Los ging es – dann doch ganz konventionell – mit dem Flugzeug Richtung Barcelona. Von dort begaben sich die drei Rennradfahrer auf die anstrengende Tour. 

Apropos Tour: „Wir haben es geschafft, die Tour de France live zu sehen“, berichtet Schmagold. Die Stars des Radsports erlebten die Hobbyradler hautnah am Col de Tourmalet. Dieser bietet über zirka 17 Kilometer eine durchschnittliche Steigung von 8,5 Prozent an. Den 2.115 Meter hohen Gebirgspass absolvierten sie ebenso wie die Profis. „Und das mit jeweils 15 Kilo Gepäck hinten drauf, das ist schon verrückt“, lacht der Menkhauser. Aber die tollen Landschaftsbilder entschädigten für die „Quälerei“. „An manchen Tagen hatte schon mal der eine, mal der andere einen kleinen Durchhänger“, so der Diplom-Sportlehrer. Aufgeben kam jedoch auch für die beiden 15- und 17-jährigen Jungs nie in Frage. Gemeinsam habe man es ans Ziel geschafft. Dafür absolvierte das Trio rund 80 Kilometer pro Tag. „Der Col de Tourmalet war auf einem Tagesabschnitt mit drei bekannten Tour-Pässen und knapp 3.000 Höhenmetern natürlich unsere Königsetappe“, so Schmagold, der von den vielen Fans der Tour de France beeindruckt war. „Das war ein tolles Erlebnis“. Besonders an den steilen Abfahrten hätten Tausende Wohnmobile gestanden und die Leute hätten die Straßen zur Begrüßung ihrer Idole bemalt. „Da mussten wir einige Male ganz schön bremsen“, erinnert sich der Abenteurer. In den Abfahrten sei er von den beiden „Teenagern“ das ein oder andere Mal stehengelassen worden.
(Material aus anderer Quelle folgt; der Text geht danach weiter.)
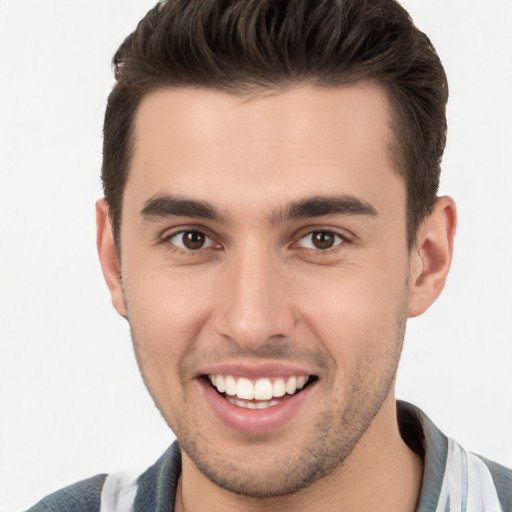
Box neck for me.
[176,397,423,512]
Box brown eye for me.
[182,231,205,250]
[169,230,216,251]
[311,231,335,249]
[297,230,344,250]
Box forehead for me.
[126,84,404,218]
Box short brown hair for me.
[102,0,448,248]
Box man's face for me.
[116,85,412,496]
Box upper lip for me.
[197,361,317,379]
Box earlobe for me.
[96,199,127,319]
[407,196,457,318]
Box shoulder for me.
[397,401,512,512]
[473,454,512,511]
[26,473,108,512]
[26,442,182,512]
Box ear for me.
[96,199,127,319]
[407,196,457,318]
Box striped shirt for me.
[28,401,512,511]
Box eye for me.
[296,230,345,250]
[167,230,217,251]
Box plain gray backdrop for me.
[1,1,511,510]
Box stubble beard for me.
[176,327,405,498]
[126,287,409,498]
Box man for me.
[28,0,511,511]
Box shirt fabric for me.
[28,401,512,512]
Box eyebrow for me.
[271,195,378,224]
[141,194,228,223]
[140,193,378,224]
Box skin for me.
[97,84,456,511]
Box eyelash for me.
[161,228,351,255]
[162,229,220,255]
[293,229,349,253]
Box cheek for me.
[122,265,216,373]
[291,260,409,356]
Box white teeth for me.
[208,374,311,401]
[237,378,254,400]
[226,396,279,409]
[254,379,273,400]
[272,378,286,398]
[225,376,237,396]
[215,375,225,393]
[285,376,297,395]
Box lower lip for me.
[200,378,316,435]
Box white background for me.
[0,1,511,510]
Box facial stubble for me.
[124,280,409,499]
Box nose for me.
[213,244,296,351]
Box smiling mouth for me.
[205,374,317,409]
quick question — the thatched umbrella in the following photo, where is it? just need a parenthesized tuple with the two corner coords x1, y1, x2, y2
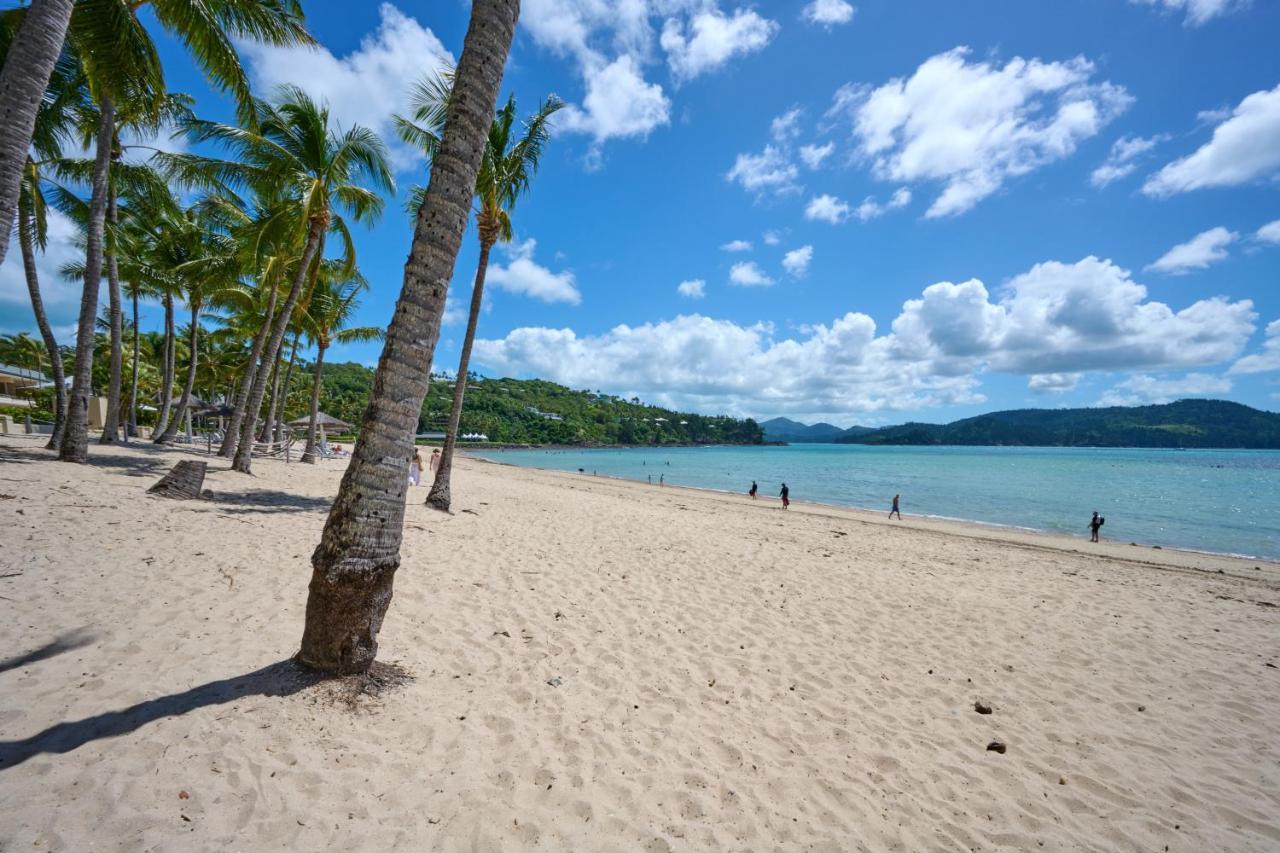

Besonders sein Stiefsohn hatte es eilig. „Er wollte unbedingt pünktlich auf dem Campingplatz in Vielle-Saint-Girons sein, um dem Rest der Familie beim Aufbauen der Zelte zu helfen“, verrät Schmagold, der sich auch im verdienten Urlaub nach der Ankunft noch auf den Sattel schwang und „ein paar schöne Kilometer“ an der Küste drehte.

Und auch das nächste große „Projekt“ könnte bald folgen. „Ich weiß noch nicht was, aber es ist noch Feuer drin“, sagt der 66-Jährige. Ob unkonventionell mit dem Rennrad zum Urlaubsort oder von Ost- zur Westküste in den USA – Jürgen Schmagold wird den Wegweiser bestimmt auch beim nächsten Mal wieder passend ausrichten.